Aux sources des contes
 
 

Des mythes ancestraux
Les origines du conte de fées dépassent de loin les fables milésiennes évoquées par Perrault dans la préface de ses contes en vers. Depuis qu’il parle, semble t-il, l’homme raconte. Du moins depuis qu’il écrit, puisque des tablettes de Chaldée nous rapportent la légende d’Etana et de l’aigle. L’Egypte pharaonique avec le Conte du naufragé et le Conte des deux frères conservés sur un papyrus du XIIIe siècle avant notre ère, la Babylonie, la Grèce antique, Rome avec les Métamorphoses (ou L'Âne d'or) d’Apulée présentent des récits dans lesquels se reconnaissent nos contes. De la plus haute Antiquité à la Renaissance, les mythes, légendes et autres fables ont fourni des motifs merveilleux qui se sont retrouvé dans de nombreux contes. Ainsi l’histoire de "Psyché et Cupidon" traverse les siècles pour inspirer La Belle et la Bête des Lumières.
   


   
Le XIXe siècle a cru à une origine indo-européenne des contes, ayant constaté les parentés du Pañcatantra indien et de l’Océan des Contes de Somadeva avec nos fables, contes et légendes. En fait les motifs et structures des contes sont universels. Ils se retrouvent en Arabie dans le Kalila et Dimna ou Les Mille et une Nuits. On connaît aussi un Petit Chaperon rouge chinois, des Blanche-Neige kabyle autant que russe, et les contes japonais, khmers, africains, océaniens ou amérindiens nous semblent étrangement familiers.
   
 
 

Une tradition orale
Ce conte fut d’abord une parole, transmise de génération en génération, en d’infinies variantes sur des canevas mouvants.

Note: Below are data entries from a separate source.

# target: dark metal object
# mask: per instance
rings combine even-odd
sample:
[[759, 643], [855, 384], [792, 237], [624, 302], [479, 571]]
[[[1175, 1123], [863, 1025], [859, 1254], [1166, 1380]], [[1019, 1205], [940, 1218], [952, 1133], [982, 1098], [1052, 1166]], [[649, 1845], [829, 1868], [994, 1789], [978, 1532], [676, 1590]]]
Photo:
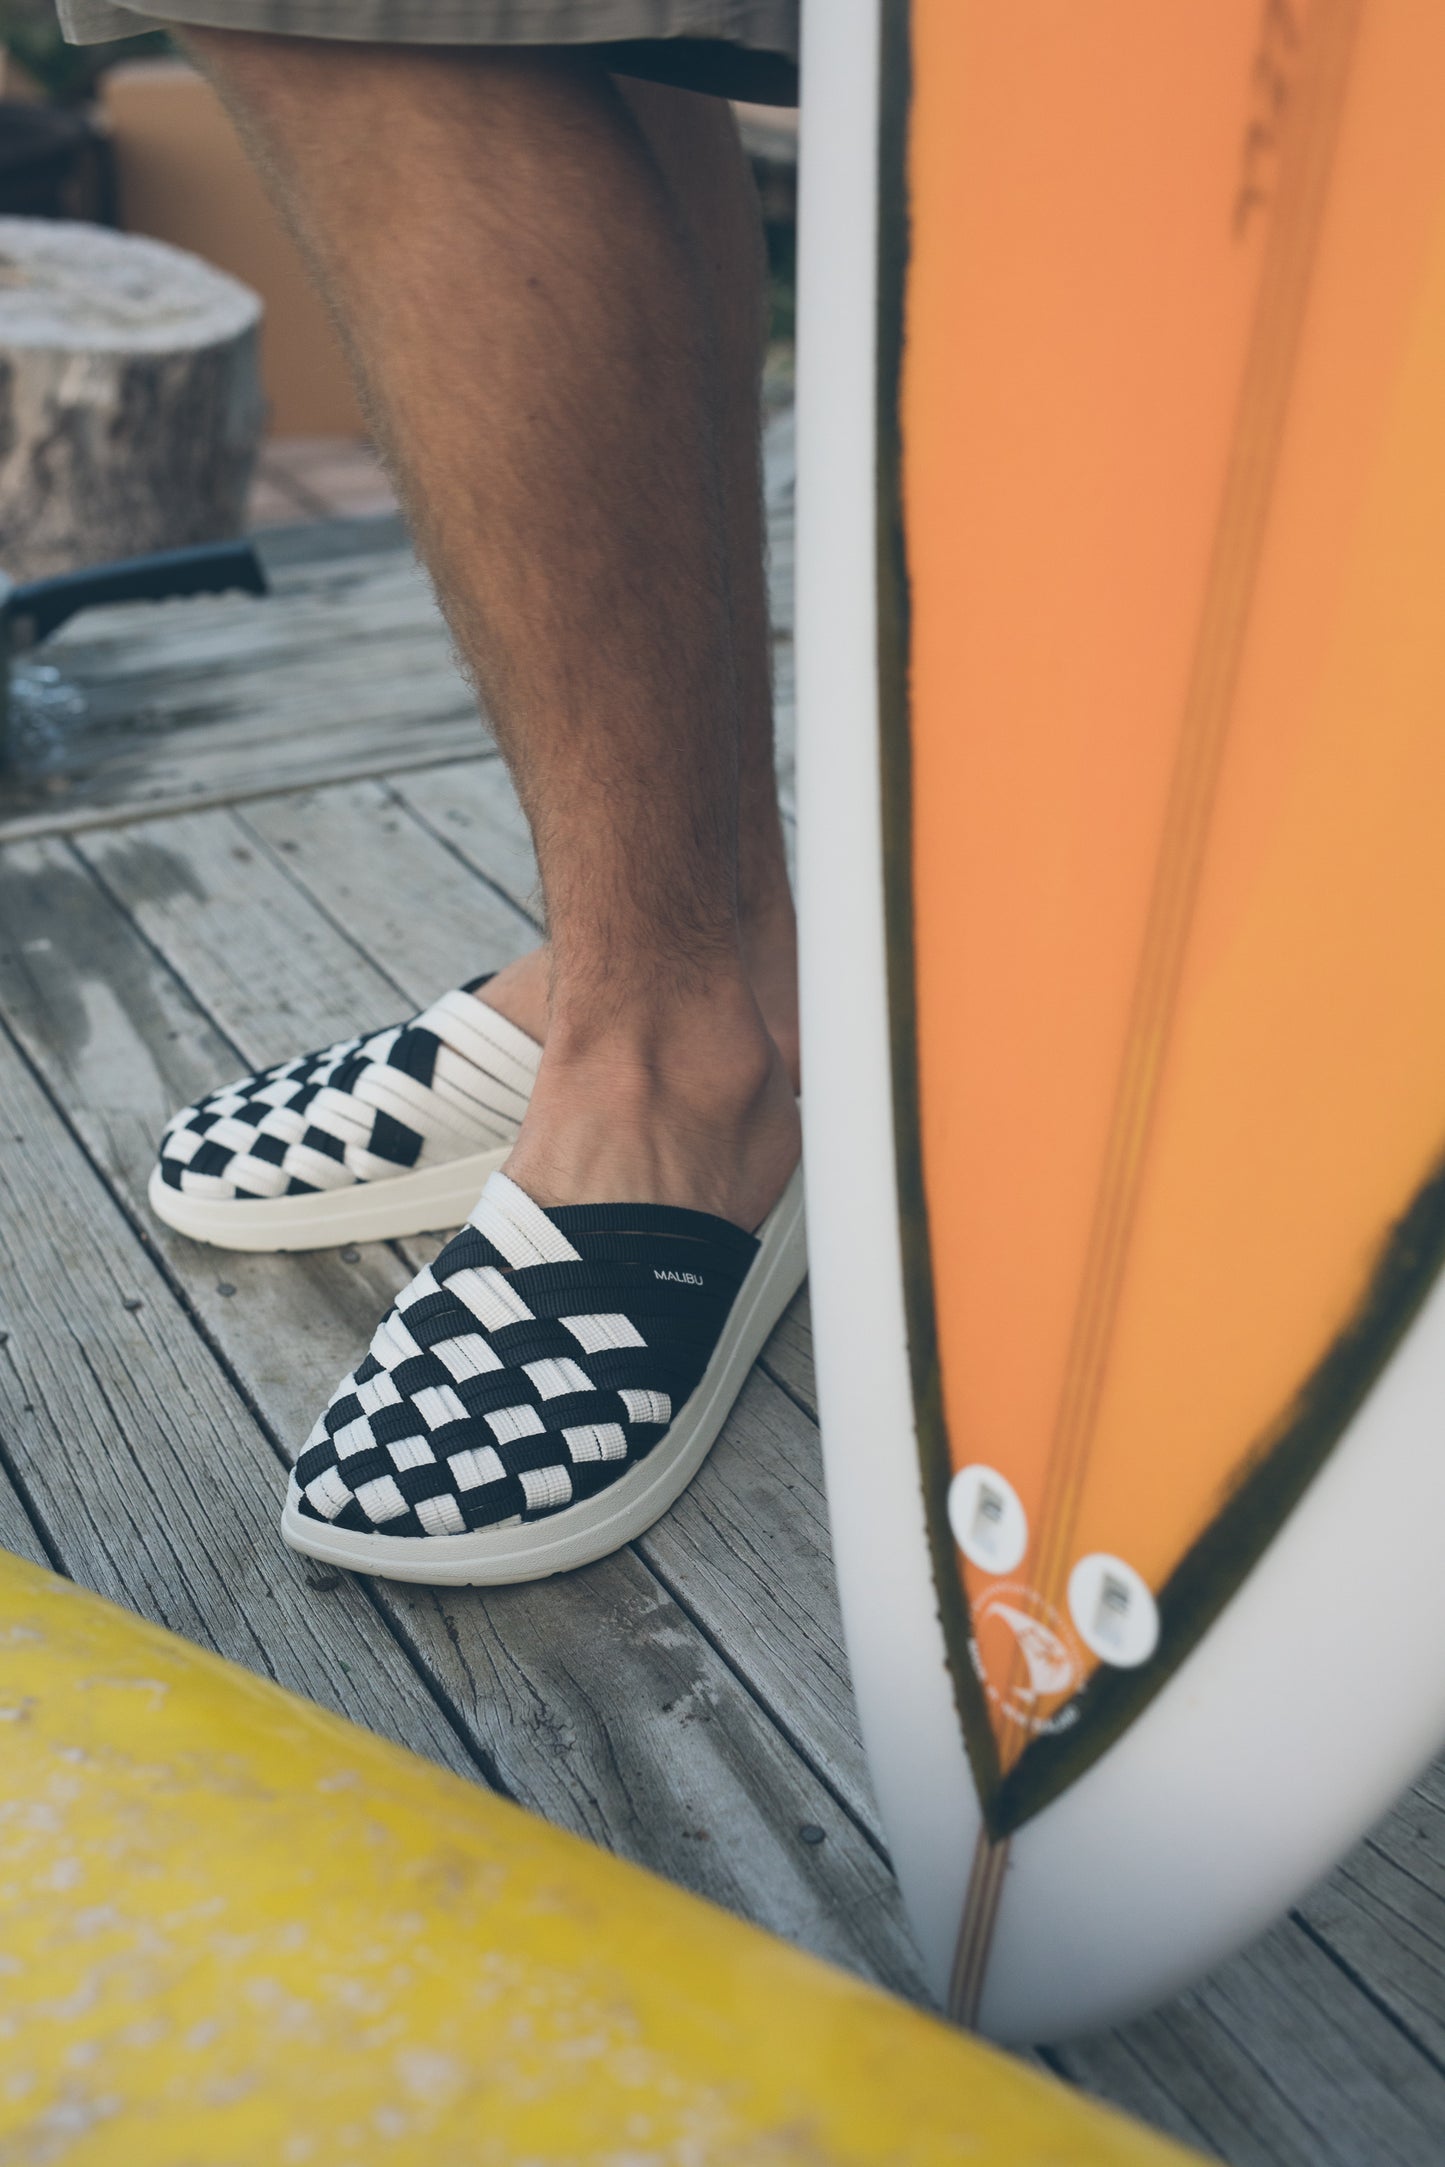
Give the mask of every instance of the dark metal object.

Parfois un anonyme modifiait ou inventait, créant un nouveau rameau du grand arbre des contes. Le conte est une poésie de nature, par opposition à la poésie d’art des auteurs, disait Jacob Grimm. L’oralité, c’est la sociabilité : les rares récits anciens décrivant les conteurs et leurs pratiques rapportent généralement des veillées, des mariages, des fêtes : réunions d’une société rurale, où le conte est un rite social et le conteur un passeur entre générations. Figure emblématique, ma mère l’Oye représentée sous les traits d’une vieille femme, est l’un des principaux agents de transmission des contes. Mais c’est le plus souvent un homme, spécialiste du genre, qui porte le conte de ferme en ferme et vit de son "art".
  


   

L’auditoire du conteur n’est pas seulement composé d’enfants. En 1548, Noël du Fail nous livre dans ses Propos rustiques les occupations paysannes lors des veillées : "Volontiers après souper, le ventre tendu comme un tabourin, saoul comme Patault, jasait le dos tourné au feu, veillant bien mignonnement du chanvre, ou raccoutrant à la mode qui courait ses bottes, […] chantant bien mélodieusement, comme honnêtement le savait faire, quelque chanson nouvelle, Jouanne, sa femme, de l’autre côté, qui filait, lui répondant de même. Le reste de la famille ouvrant chacun en son office […]. Et ainsi occupé à diverses besognes, le bon homme Robin (après avoir imposé silence) commençait un beau conte du temps que les bêtes parlaient."